Kim Ji-woon does it again (see previous post). This time out, the genre-hopping Korean director serves up a heapin' helpin' of what I would call "kim chee ramen western." Yes, in an affectionate nod to the Dollars Trilogy of Sergio Leone, Kim delivers a fast-paced, wildly exotic horse opera set in Manchuria in the 1930s filled with gun-slinging Chinese outlaws, opium-smoking prairie prostitutes, marauding Korean bandits, thieves, psychos and revolutionaries ... oh, and the Japanese Imperial Army, all in constant motion via motorcycles, trains, trucks, jeeps and, of course, horses. Lots of horses.
At the center of it all is the irrepressible Song Kang-ho (The Host, The Quiet Family, The Foul King, Thirst, JSA, Secret Sunshine, Sympathy for Mr. Vengeance, Memories of Murder, etc. etc.) as Yoon Tae-goo, The Weird. While robbing a train he comes into possession of a treasure map (which becomes the operative MacGuffin of the piece). He's a two-pistol shooter, greasing, hmm, maybe 100 guys throughout the picture? 200? (The mortality rate in this movie is off the chart.) Then there's Jeong Woo-seong as The Good (a bounty hunter named Park Do-won), doing a slick Korean version of Clint Eastwood. And finally we have Lee Byeong-heon as The (very) Bad Park Chang-yi, channeling a sinister Alain Delon by way of Prince (trust me, it works -- you've just gotta see it). These guys go round and round, winding up in a three-way standoff similar to their original counterparts in the film's namesake.

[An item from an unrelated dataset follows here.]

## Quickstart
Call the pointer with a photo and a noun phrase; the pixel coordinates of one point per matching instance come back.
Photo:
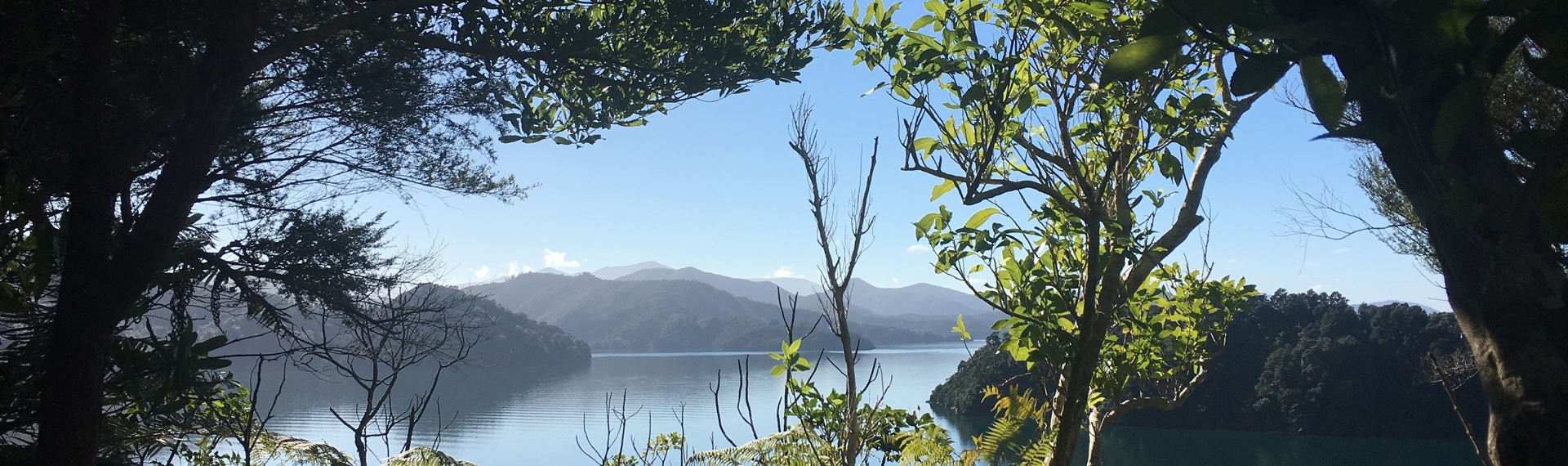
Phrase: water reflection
(492, 416)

Along the way we get many an homage to the Leone trilogy including a scene involving metal plating used as a bullet-proof vest, as well as a bit where someone's hat is shot off, then continually shot out of reach.
Kim Ji-woon was also influenced by Eastwood's Unforgiven (1992). "I wasn't particularly aiming to make the Western genre popular in Asia," he told an interviewer at Cannes last Spring. "It's enough that I can revive the Manchurian Western genre in Korea."
There's so much lead flying through the air in The Good, the Bad, the Weird, it could pass as a weather condition. Some might feel the action sequences go on a bit; that all depends on how you feel about action sequences. Fortunately, Kim's are the best in the business: Inventive, thrilling, outrageous. My advice is don't fight it, just sit back, relax, and let the madness sweep over you. As contemporary Korean westerns go, you really can't do better.
EDIT: I recently purchased this DVD of the film. It's the shits. Terrible, blurry transfer. Clearly somebody downloaded a low-res, compressed version, pressed it on disk and distributed it to vendors who don't bother to check out their foreign titles. DO NOT BUY THIS DISK.